Communism disappeared. The economy boomed. Poverty was diminished. Technology
exploded. There were wars, yes, but if Britain and the United States were
combatants, the wars tended to be over quickly and to involve only a handful of
casualties on our side. History, we were reliably informed, was over. But it
wasn’t. We were merely enjoying an unusually good time.
And now we are not. Or at least, now we are enjoying a
good time with frequent interruptions. It is rather tiring having to point this
out as often as we do, but it remains the case that people who are born today
have it considerably better than anyone has ever had it in the history of the
world — especially if they are born in America or Britain or Australia or
Western Europe. Kevin D. Williamson is fond of pointing out that in Dumas’s Count
of Monte Cristo, the titular character illustrates his incredible wealth by
serving two different sorts of fish at dinner — an indulgence that he describes
as “a millionaire’s whim” — and that, today, someone boasting about that would
elicit confused laughter. Until the coronavirus spread far and wide, the United
States was enjoying the lowest unemployment rate in its recorded history. Even during
the coronavirus outbreak, most of us are living in a manner that would have
astonished and impressed the potentates of the past. That — not the arrival of
exogenous events — is what is different about our time. John D. Rockefeller was
perhaps the richest man who has ever walked this earth, and yet, as George Will
has noted, because he lived when he lived there was nothing he could do about
even a garden-variety toothache. Want to talk about having a “sinking” feeling?

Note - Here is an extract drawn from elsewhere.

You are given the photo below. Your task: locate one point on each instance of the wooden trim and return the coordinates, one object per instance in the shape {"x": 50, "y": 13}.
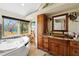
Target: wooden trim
{"x": 66, "y": 14}
{"x": 14, "y": 18}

Have a root canal without an anesthetic.
The assumption that one’s own era is somehow “different”
from all the others is as perennial as the temptation to believe that one can
eradicate or perfect human nature. But it is an assumption that should be
resisted at all costs. There have been only a handful of periods in human
history in which a given people not only was predominantly free but had no
crises to deal with, and even those become far less appealing upon closer
examination. My great-great-grandfather lived through the Pax Britannica at the
end of the 19th century and into the Edwardian era. He was also so dreadfully,
unyieldingly poor that he had to steal coal in order to enjoy a fire once a
week.
I have no doubt that Brooks means well. But he should
know that his way of thinking is a gateway drug to conspiracy theory and
self-pity, and, in turn, a boon to huckster politicians who are only too happy
to encourage the belief that a certain class of people has been dealt a weak
hand and that only they hold the panacea. The core component of wisdom is
gratitude, and gratitude is impossible without a solid understanding of
history. Those who know what came before them are less likely to condemn their
own time. “Free-falling”? Onto a featherbed, perhaps.